This session is facilitated by Alexa Steinbrück
About this session
The session will start with a reflection on our relationship with voice assistants: it’s often surprising and fascinating how different people interact with these systems in their life.
Then we will go on by demystifying the technical inner workings of a voice assistant and pinpoint where is the AI in them.
Then we will look at how the makers of these tools construct a pseudo-humanity for them, focusing on their gendering as female and how that is problematic on many levels.
Finally, we will re-imagine and re-design these tools: In a hands-on exercise small groups of participants will imagine alternate personas for voice assistants. Can we imagine a non-female persona as an assistant? Can we approach AI in a non-anthropomorphic way?
Goals of this session
This session is a call to action towards questioning the ongoing humanisation of AI assistants, especially the gendering and “feminisation” of these systems and how that perpetuates (harmful) gender stereotypes.
This session should encourage people of diverse backgrounds and genders to question the status quo of voice assistants on the market and brainstorm how these systems can be designed differently, so that they do not rely on gender stereotypes.

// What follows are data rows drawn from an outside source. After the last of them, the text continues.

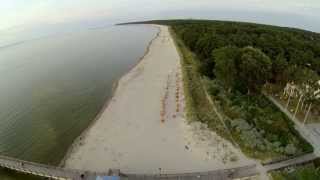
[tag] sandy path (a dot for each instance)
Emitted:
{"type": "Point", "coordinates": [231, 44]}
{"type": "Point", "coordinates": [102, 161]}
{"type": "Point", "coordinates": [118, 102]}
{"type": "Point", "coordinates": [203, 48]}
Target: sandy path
{"type": "Point", "coordinates": [144, 129]}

I would also like to raise awareness about the limitations of these AI systems. The humanisation of AI is a general problem because it suggests that AGI (Artificial General Intelligence) is already there, but it is not. News tend to use phrases as “An AI did this”, as if these systems have intentionality, consciousness and human-like flexible intelligence. Dissecting the anatomy of these systems is an important step in demystifiying AI.